Premier agrandissement pour I’installation d’un tissage à bras (1820-1821)

Dès la fin de l’année 1820, le tissage à bras construit dans le prolongement de la filature est opérationnel. ll renferme alors 40 métiers à bras permettant la fabrication de calicots. La production s’élève à 2000 pièces en 1826. Le tissage sur place des filés produits par la filature permet désormais à la firme de s’affranchir en partie du travail à façon des tisserands à domicile.

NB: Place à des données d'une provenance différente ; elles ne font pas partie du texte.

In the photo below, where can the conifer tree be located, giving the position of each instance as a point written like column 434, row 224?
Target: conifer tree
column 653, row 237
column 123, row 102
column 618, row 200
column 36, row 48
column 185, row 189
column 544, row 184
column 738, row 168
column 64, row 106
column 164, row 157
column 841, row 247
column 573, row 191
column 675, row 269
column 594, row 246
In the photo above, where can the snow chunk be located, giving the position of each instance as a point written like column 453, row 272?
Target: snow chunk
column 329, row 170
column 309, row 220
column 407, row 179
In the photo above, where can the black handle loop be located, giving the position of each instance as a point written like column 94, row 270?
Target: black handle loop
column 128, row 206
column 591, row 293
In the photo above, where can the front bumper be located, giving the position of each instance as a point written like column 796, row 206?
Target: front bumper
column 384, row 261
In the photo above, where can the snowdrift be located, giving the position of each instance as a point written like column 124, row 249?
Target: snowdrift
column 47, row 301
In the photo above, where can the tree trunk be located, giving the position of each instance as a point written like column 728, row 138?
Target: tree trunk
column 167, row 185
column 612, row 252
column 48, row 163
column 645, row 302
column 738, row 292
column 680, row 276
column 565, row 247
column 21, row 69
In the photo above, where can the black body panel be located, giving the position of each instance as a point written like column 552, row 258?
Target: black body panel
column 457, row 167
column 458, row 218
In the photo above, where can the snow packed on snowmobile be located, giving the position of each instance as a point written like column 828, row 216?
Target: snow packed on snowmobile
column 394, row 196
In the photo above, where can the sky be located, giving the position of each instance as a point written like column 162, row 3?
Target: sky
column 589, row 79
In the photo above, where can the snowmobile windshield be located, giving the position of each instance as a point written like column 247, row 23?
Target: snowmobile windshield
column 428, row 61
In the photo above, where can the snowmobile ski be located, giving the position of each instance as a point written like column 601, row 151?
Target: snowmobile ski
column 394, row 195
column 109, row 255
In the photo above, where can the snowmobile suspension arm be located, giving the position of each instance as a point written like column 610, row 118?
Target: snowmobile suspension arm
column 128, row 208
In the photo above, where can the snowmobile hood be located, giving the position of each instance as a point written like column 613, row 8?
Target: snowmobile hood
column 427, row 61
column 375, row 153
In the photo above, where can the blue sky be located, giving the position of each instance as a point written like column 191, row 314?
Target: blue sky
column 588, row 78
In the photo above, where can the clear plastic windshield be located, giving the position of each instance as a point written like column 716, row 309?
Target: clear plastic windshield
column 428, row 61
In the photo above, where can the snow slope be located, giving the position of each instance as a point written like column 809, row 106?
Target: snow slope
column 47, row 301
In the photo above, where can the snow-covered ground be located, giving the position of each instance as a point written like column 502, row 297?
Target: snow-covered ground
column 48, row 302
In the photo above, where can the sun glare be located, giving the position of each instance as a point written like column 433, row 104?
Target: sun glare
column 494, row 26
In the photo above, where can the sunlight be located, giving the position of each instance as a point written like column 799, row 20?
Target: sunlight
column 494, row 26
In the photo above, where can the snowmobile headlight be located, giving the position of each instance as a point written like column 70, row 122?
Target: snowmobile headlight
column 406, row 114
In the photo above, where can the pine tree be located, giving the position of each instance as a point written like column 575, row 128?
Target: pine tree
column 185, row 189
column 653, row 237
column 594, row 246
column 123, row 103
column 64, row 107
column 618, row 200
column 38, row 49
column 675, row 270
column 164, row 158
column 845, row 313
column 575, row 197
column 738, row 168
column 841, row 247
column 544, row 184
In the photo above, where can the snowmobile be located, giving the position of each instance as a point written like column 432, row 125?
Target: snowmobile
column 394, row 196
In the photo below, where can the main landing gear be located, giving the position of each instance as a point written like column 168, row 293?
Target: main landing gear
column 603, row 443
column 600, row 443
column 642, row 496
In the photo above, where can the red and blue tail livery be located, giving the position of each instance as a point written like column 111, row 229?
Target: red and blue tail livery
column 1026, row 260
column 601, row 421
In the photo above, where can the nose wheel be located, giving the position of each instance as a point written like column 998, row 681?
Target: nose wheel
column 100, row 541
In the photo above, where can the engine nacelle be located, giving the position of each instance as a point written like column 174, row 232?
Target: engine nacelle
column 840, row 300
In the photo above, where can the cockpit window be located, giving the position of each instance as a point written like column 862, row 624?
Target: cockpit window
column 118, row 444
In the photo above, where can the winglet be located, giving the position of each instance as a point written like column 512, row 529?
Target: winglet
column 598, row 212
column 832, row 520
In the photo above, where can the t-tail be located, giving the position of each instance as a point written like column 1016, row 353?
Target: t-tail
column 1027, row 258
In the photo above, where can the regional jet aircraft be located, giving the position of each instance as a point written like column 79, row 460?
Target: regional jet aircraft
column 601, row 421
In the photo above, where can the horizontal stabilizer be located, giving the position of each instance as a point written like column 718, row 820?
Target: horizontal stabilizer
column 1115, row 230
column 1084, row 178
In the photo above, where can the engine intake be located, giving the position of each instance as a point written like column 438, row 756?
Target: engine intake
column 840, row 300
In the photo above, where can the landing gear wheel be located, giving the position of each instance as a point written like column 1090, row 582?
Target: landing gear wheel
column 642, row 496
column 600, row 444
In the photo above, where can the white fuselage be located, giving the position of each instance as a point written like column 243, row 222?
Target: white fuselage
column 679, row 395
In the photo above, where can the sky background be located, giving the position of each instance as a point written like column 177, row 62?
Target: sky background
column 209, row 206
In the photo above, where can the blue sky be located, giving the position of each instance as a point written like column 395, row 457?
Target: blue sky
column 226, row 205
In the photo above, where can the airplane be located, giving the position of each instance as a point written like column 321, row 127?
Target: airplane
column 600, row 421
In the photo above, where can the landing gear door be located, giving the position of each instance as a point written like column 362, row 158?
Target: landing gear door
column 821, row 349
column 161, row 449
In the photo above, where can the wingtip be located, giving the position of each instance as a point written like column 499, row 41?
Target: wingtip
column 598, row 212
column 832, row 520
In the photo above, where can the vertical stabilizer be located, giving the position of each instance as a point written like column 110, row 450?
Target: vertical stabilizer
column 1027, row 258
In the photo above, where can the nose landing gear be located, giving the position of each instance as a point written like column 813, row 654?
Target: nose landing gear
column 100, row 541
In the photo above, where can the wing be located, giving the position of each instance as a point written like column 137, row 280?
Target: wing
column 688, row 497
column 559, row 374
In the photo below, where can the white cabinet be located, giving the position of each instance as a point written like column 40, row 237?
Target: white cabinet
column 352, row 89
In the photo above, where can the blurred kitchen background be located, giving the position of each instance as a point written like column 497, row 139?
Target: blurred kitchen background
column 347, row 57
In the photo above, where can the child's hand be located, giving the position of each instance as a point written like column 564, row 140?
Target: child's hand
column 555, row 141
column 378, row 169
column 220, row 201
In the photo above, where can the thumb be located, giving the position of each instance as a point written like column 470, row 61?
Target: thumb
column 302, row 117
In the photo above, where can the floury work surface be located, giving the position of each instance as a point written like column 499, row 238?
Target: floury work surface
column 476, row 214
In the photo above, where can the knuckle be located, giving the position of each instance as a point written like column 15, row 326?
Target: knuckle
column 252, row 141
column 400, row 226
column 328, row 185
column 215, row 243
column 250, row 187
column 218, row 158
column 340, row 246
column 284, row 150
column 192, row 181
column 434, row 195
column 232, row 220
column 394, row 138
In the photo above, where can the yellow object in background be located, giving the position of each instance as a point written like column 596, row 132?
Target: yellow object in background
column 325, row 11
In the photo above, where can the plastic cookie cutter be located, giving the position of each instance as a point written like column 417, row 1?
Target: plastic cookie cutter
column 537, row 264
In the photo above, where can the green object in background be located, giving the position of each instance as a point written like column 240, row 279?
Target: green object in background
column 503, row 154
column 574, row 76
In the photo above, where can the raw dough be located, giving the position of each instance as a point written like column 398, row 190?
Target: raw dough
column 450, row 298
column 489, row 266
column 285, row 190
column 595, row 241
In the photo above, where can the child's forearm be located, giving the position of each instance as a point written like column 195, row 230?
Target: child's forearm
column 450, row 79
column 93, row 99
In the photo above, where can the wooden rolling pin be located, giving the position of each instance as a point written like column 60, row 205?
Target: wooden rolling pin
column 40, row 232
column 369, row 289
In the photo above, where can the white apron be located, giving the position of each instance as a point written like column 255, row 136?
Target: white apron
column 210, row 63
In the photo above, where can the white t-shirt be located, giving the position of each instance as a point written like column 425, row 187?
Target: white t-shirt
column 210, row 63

  • 1820 : la société Boigeol frères et Macler acquière à Giromagny des héritiers de la veuve Wetzel, une maison incendiée située grande rue avec le terrain en dépendant. A son emplacement, on construira quelques années plus tard des bureaux, un magasin de vente et un « passage couvert » donnant accès direct à la rue. Lequel passage fut surmonté d’un clocheton vers 1880.
  • 1821 (10 octobre) : enquête réalisée auprès des riverains qui s’inquiètent de la demande d’élargissement du canal de la filature et de la transformation de l’écluse sur la Savoureuse. Le maire Jean-Baptiste André est d’avis d’autoriser la société Boigeol-Macler à l’établissement du nouvel ouvrage, mais à condition de conserver pour les besoins de la population le canal « du moulin du bas », propriété de l’usinier depuis 1809.
  • 1822 : la filature mécanique occupe maintenant 151 personnes presque toutes originaires de Giromagny: 74 hommes et 77 femmes.
  • 1823 (18 mai) : mariage de Ferdinand Boigeol et Suzanne Louise Japy, fille de l’industriel Frédéric-Louis Japy et Marie Marguerite Perlet de Beaucourt. La jeune mariée, reçoit de ses parents, un avancement « d’hoirie » de 10 000 francs et un trousseau d’une valeur de 7000 francs. Quant au futur époux, il dit posséder : « pour ce qui luî est échu de la succession de ses parents et des économies réalisées par lui, une somme d’une valeur de 60 000 francs ». Le couple s’installe à Giromagny dans la maison « de maître », située au coeur même de l’entreprise. (Ferdinond Boigeol en 1853 détruira la maison de « maître » du Bailli Noblat pour édifier à son emplacement une belle demeure bourgeoise dite « Château du Paradis des Loups »).
  • 1824 (31 octobre) : achat de parcelles de terre jouxtant le canal de la filature et l’écluse sur la Savoureuse. A une date indéterminée, mais logiquement faisant suite au premier agrandissement de l’usine, un nouveau canal de près de 3 m de large est creusé afin d’améliorer la force motrice hydraulique. Le siège social de firme Boigeol-Macler reste fixé à Héricourt, le fondé de pouvoir à Giromagny étant Ferdinand Boigeol. Achat également d’une propriété à Auxelles-Bas et construction d’un tissage à bras de 64 métiers.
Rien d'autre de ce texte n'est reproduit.